Before she knew the answer to that question, Gurniak earned her undergraduate degree in art history from Oberlin College. That was, she says, just a placeholder and not a career path. She spent the next several years in New York working as a fundraiser for private schools. She was in her early 30s when she turned her ruminations about her future — and her present — into action.

“I was driving across Pennsylvania by myself and had hours to think about what I wanted to do. After a while, I ended up flipping my thinking,” Gurniak says. “Instead of thinking about what I might do, I thought, ‘What would I regret later if I didn’t do it?’ Midwifery kept coming back to me.”

She didn’t have the science requirements and was afraid of blood. She spent a couple of years taking basic science classes, then went to Yale because it was one of the only schools at the time where you could get a graduate-level advanced practice degree in nursing/midwifery without being a nurse. To help pay for her schooling, she turned to the National Health Service Corps, which she describes as similar to the Peace Corps but for primary care workers. The organization connects providers to people in the United States who have limited access to health care.

“They front your schooling and you owe them two years of working for them,” she says. At the time, the program’s only option for midwifery was in northern Florida. Gurniak now works for the Tallahassee Memorial Hospital Family Medicine Residency Program, where she also trains doctors who are doing their residency in family medicine.

“It’s an ironic and wonderful thing that I’m serving the same population I did when I came here,” Gurniak says. “I love my patients, they love me, and I know I’m making a difference. My obligation to the St. Paul School legacy is one of service and attempting to make a broader impact. It’s a justice issue. It’s a ‘feed the hungry, go to the prison’ faith piece to me.”

While she is doing the same work she did when she began her career, Gurniak also is involved now with the politics of that service. She deals with health care programs, prenatal care and education.

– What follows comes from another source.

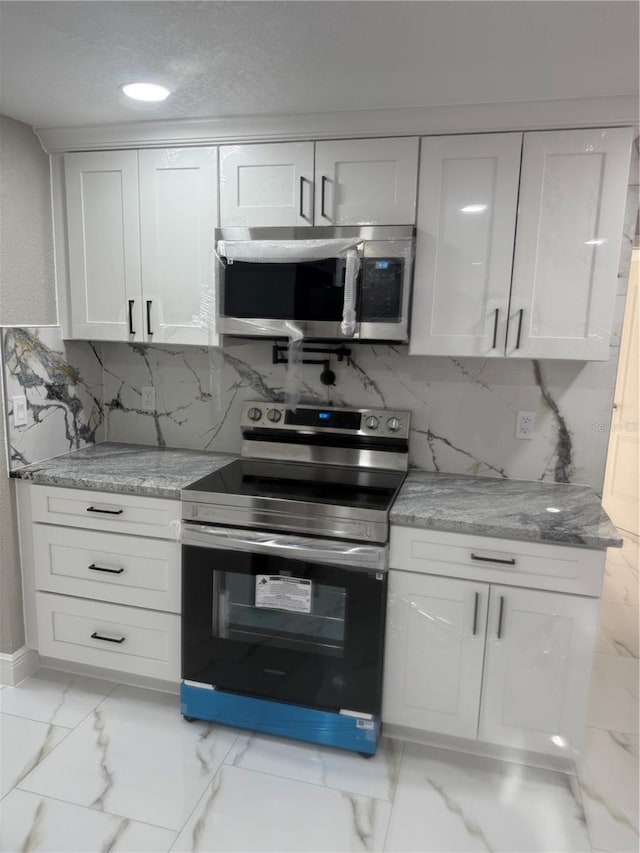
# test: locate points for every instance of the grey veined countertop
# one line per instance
(510, 509)
(130, 469)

“The need is more complicated now,” she says. “We’re dealing with medical and social issues, things like access to contraception. Some of it has to do with state policy, some has to do with administration challenges. There are systemic issues.”

Gurniak says she used to think that if she got patients to tell their stories, it would make a difference. But she knows that’s not enough.

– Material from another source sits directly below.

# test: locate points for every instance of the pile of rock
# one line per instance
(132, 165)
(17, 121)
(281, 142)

“What makes me think someone else is going to fix it?” she says of the issues that interfere with people getting adequate health care. “But I know I have to try. So I talk to my pastor who sits on the board of the local hospital. I tell my patients’ stories to state legislators. I do what I can. At the same time, I have been blessed with a very broad and very deep sense of reality and don’t live in a bubble.”

Which means it’s hard, day to day, knowing that once you have seen you cannot unsee. And yet, she considers herself lucky.

“Is it hard here? Sure,” she says. “But I have a great church, fabulous community support and things that nurture me so that I can go back out and serve people. I’ve been gifted with having my assumptions and realities completely pulled apart and then ultimately put back together and rearranged in ways that I never, ever could have imagined and yet are completely fulfilling, affirming, and a source of joy that gives me the energy to keep fighting the good fight. It’s a great gift from God. How lucky am I?”